Air Warfare, Land Warfare

GDLS Gets $1.2B For 144 Army Anti-Aircraft Strykers

on October 01, 2020 at 2:52 PM
Army photo

A prototype anti-aircraft Stryker test-fires a Stinger missile in February, 2020.

WASHINGTON: Life is about to get harder for low-flying MiGs, Hind gunships, and drones opposing the US Army. On Wednesday, the government officially awarded General Dynamics a highly-anticipated contract to mass-produce the Interim Maneuver SHORAD vehicle.

This variant of the 8×8 armored Stryker boasts an anti-aircraft radar, a 30mm autocannon, and a missile launcher capable of launching Stingers and Hellfires. (A laser-armed Stryker variant is also in development).
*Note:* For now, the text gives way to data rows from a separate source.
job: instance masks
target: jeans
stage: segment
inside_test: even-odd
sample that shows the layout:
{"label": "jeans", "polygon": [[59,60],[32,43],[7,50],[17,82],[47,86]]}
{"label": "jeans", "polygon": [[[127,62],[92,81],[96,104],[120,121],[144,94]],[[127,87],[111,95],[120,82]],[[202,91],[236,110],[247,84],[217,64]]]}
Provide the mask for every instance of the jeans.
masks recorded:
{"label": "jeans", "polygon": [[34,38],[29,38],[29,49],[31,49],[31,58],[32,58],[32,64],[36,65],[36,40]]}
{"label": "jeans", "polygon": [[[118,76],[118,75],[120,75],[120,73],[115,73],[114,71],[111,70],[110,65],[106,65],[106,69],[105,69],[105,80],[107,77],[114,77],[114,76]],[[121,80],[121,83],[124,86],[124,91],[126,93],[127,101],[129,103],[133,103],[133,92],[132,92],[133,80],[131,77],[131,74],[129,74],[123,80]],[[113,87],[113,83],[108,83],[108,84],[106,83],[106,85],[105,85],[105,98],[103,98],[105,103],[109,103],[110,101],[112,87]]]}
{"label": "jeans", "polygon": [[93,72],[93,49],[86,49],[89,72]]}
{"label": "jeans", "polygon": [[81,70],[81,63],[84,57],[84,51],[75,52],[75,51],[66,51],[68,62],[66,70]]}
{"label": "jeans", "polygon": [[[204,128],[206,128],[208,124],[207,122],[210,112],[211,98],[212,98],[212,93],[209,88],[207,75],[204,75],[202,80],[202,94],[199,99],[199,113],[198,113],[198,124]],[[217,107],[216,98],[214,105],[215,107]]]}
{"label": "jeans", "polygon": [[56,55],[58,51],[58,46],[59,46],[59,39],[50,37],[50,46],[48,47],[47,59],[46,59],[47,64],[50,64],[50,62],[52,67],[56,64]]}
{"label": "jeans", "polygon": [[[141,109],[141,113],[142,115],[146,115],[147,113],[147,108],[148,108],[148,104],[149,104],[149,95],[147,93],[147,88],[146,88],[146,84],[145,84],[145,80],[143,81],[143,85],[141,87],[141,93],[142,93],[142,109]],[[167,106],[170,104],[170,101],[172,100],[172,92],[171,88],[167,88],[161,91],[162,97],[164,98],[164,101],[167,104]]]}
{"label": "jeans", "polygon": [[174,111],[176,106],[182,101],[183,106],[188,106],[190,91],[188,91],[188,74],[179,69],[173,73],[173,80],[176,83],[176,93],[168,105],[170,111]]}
IM-SHORAD will replace the aging, unarmored, and undergunned Avenger, a Stinger-shooting variant of the Humvee, which has filled the Short-Range Air Defense role since the Cold War. Its Hellfires also give it significant capability to kill tanks.

Close up of the Moog Reconfigurable Integrated-Weapons Platform (RiwP) turret for the anti-aircraft Stryker:: 4 Stinger missiles on one side, two Hellfires on the other, with a 30 mm autocannon and coaxial 12.7 mm machinegun in between (Leonardo DRS)

The first combat unit to receive IM-SHORAD is already training on prototype vehicles at White Sands, the Army’s director of modernization for air & missile defense told me recently. Live-fire training will start in early November, Brig. Gen. Brian Gibson said.

The nine prototypes now being used for training and testing are basically identical to the final production version, but they were bought under a separate contract. The award announced yesterday is the production contract.

IM-SHORAD (Interim Maneuver Short-Range Air Defense) Stryker variant

Formally, it’s an Indefinite Delivery Indefinite Quantity (IDIQ) contract – although there’s a pretty definite plan to deliver 144 vehicles over five years for $1.2 billion. That’s just under $8.5 million apiece, but the contract includes testing, spares, and other support as well as the vehicle itself.

Yesterday, the Army also officially gave GDLS the first order under that IDIQ: 28 vehicles for $230 million.

“That happened last night,” a GDLS spokesperson told me. “We will begin the production in earnest today, with the ordering of material in preparation for builds next year.”

General Dynamics isn’t alone in this endeavor. Leonardo DRS provides the radar and integrates the anti-aircraft weapons package – Stingers from Raytheon, Longbow Hellfires from Lockheed Martin, and the 30 mm XM914 from Northrop Grumman – onto a reconfigurable turret from Moog.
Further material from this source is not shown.